Should tagged spam be fed back to server?

When training spamassassin, is it a good idea to feed spam already 
marked as spam back to SpamAssassin?  Will this help it or hinder it or 
do neither?

Re: Should tagged spam be fed back to server?

Posted by Robert Menschel <Ro...@Menschel.net>.
Hello Steve,

Sunday, December 12, 2004, 7:59:05 AM, you wrote:

SD> When training spamassassin, is it a good idea to feed spam already
SD> marked as spam back to SpamAssassin?  Will this help it or hinder it or
SD> do neither?

The simple answer:  If you can manually verify and sa-learn the emails
which pass through your system, do so. Doesn't matter whether they've
been already flagged -- feed them to Bayes.

The most important criteria is to feed Bayes correctly. that's why
manual verification is important. The fastest way to corrupt Bayes is
to feed it non-spam and call it spam, or v.v.

If email has already been correctly flagged, but not auto-learned,
then teaching it to Bayes will help Bayes correctly flag the next
email that comes in with those tokens.

If email has already been correctly flagged /and/ auto-learned, then
the only harm done is a few computer cycles, since sa-learn will
ignore emails in sa-learn with the same characterization.

Bob Menschel




Re: Should tagged spam be fed back to server?

Posted by Clarke Brunt <cl...@yeomannavigation.co.uk>.
> When training spamassassin, is it a good idea to feed spam already
> marked as spam back to SpamAssassin?  Will this help it or hinder it or
> do neither?

As ever with SpamAssassin, there are many options, and really only you can
decide how best to use them, after studying the documentation.

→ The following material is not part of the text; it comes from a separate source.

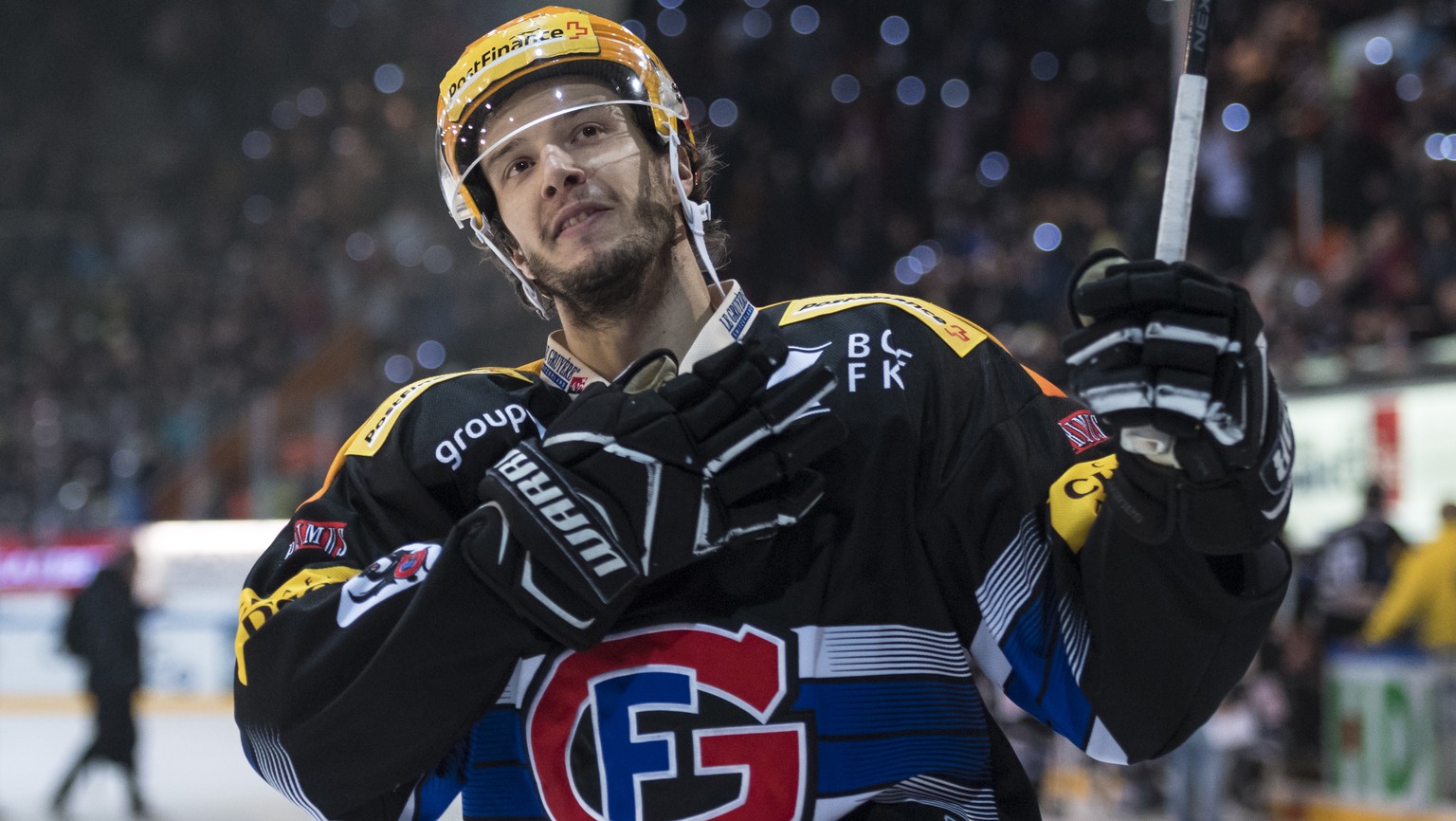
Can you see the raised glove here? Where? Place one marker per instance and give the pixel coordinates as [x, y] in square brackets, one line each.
[1170, 348]
[629, 485]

If you mean training with the 'sa-learn' command, then it depends on whether
the message has been automatically leaned already. Check for autolearn= in
the message headers (if it isn't there, then configure things so that it
is).
If the value is already 'spam', then it's been learned already (and will be
ignored if learned again). It the value is 'no' (or worse 'ham') then you
could usefully sa-learn it.

On the other hand, there's reporting with 'spamassassin --report...' (which
learns as for sa-learn, but also reports the spam to wherever. e.g. Razor,
Spamcop, etc.). My thoughts are that if the message was so spammy as to get
a high score, then there's probably little point (I reject these at SMTP
time, so I don't get chance to report them). But if it's only slightly
spammy, or isn't detected at all, then reporting it seems a good idea.

And if you're worried about the message already containing SpamAssassin
markup, then it's supposed to remove it automatically.